Encoder-decoder (T5, mBART). Both stacks. Used for translation, summarization, and seq2seq tasks where input and output have a clean separation.
The decoder-only configuration has won most of the recent competition: pretraining is simpler (one objective, plain text), inference is uniform across tasks (everything is text in / text out), and scaling laws have proven especially favorable.
Why Transformers Work
- Constant path length. Every token can interact with every other in \(O(1)\) layers, without the gradient pathology of deep RNNs.
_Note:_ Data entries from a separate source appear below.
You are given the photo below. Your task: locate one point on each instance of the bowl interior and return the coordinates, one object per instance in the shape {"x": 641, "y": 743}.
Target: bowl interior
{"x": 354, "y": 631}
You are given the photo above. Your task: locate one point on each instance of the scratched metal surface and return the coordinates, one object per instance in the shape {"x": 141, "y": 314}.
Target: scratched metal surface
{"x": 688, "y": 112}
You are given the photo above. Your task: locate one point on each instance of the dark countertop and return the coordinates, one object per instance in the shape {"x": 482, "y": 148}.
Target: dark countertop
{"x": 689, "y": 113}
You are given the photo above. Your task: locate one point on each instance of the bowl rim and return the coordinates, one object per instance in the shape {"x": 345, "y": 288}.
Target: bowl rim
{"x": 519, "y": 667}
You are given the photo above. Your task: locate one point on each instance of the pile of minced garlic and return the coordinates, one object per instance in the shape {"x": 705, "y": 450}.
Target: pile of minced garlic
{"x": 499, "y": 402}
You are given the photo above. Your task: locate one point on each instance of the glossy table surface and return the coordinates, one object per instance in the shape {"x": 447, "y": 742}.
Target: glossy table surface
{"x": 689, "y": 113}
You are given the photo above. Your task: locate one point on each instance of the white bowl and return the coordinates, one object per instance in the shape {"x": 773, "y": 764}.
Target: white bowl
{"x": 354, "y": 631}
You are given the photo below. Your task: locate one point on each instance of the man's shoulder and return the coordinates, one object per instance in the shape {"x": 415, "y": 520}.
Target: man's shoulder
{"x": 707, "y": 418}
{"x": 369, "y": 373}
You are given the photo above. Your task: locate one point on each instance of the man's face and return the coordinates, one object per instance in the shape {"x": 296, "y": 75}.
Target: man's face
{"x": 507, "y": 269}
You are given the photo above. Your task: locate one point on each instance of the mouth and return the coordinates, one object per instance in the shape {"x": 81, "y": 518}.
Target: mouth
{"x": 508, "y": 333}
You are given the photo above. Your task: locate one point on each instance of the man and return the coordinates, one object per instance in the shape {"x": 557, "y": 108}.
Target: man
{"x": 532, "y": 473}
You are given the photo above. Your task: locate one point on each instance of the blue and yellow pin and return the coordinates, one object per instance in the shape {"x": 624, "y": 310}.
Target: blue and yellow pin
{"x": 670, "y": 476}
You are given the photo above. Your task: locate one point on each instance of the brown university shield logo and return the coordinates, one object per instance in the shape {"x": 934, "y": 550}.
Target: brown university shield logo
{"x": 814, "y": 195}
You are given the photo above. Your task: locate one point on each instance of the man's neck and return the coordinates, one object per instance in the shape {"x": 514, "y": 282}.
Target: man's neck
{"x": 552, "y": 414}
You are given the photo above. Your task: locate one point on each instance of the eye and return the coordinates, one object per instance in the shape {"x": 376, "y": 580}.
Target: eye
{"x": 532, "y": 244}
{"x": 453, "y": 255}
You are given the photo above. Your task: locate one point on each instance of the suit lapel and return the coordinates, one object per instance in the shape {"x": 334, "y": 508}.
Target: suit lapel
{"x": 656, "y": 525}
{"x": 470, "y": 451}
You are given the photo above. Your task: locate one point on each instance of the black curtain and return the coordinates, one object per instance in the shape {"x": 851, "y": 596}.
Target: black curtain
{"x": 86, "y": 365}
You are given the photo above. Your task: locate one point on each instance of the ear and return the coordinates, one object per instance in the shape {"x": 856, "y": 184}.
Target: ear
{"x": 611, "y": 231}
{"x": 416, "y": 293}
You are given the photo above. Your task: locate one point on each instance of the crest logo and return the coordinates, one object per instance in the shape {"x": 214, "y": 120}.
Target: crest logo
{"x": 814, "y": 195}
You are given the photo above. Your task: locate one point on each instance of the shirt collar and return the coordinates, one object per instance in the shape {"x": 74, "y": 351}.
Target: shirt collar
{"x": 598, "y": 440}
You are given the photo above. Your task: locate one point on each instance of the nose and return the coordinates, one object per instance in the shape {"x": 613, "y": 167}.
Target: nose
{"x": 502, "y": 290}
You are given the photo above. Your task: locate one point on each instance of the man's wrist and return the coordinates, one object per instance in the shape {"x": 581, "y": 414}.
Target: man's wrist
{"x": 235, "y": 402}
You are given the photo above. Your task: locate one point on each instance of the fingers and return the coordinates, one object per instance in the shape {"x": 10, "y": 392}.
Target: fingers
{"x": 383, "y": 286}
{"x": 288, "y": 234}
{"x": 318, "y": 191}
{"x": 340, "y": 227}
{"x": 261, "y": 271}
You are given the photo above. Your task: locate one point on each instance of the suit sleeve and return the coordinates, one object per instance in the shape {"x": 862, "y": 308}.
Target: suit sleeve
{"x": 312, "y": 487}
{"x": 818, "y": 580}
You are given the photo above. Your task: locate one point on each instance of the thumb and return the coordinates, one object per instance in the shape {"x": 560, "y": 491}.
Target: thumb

- Massive parallelism. Training computes attention over all positions in one matrix multiplication; full sequence parallelization on GPU/TPU.
- Soft retrieval inductive bias. Self-attention is an excellent match for language, where understanding any one word depends on a learned, dynamic, content-dependent set of others — exactly what attention computes.
- Scalability. Empirical scaling laws (Kaplan et al., Hoffmann et al.) show test loss decreases as a power law in parameters, training data, and compute. There is no apparent saturation up to \(10^{12}\) parameters and \(10^{13}\) tokens. Modern frontier LLMs are decoder-only Transformers near these scales.
Training and Inference Considerations
- Training cost. Dominated by attention’s \(O(n^2 d)\) and the \(4d\)-wide FFN. For long contexts, attention dominates.
- Inference. Autoregressive generation is sequential — one token per step. Each step recomputes attention over the prefix, not the whole sequence; KV caching stores key and value tensors of all previous tokens so each new step costs \(O(n d)\), not \(O(n^2 d)\).
- Long contexts. Quadratic attention is the central scaling pain point. FlashAttention improves the constant factors and memory profile dramatically without changing the algorithm. Sparse, sliding-window, and linear-attention variants change the algorithm, trading exactness for sub-quadratic scaling.
- Mixed precision and quantization. Modern training and inference use fp16/bf16 with selective fp32; inference frequently uses int8 or 4-bit quantization, often with negligible quality loss.
Limitations
- Quadratic attention. Long-context training and inference are expensive and the architecture has no fundamental affordance for very long sequences.
- No structural inductive bias. Transformers are general-purpose to a fault: they have no built-in notion of tree, grid, or graph structure, and learn such structure (when needed) only from data.
- Position encoding fragility. Generalizing to context lengths longer than those seen in training has been a persistent challenge; positional schemes (RoPE, ALiBi) are continually being revised.
- Hallucination, calibration, reasoning. These are characteristic problems of trained Transformers, not architectural ones — but the architecture sets the ceiling on what training can fix.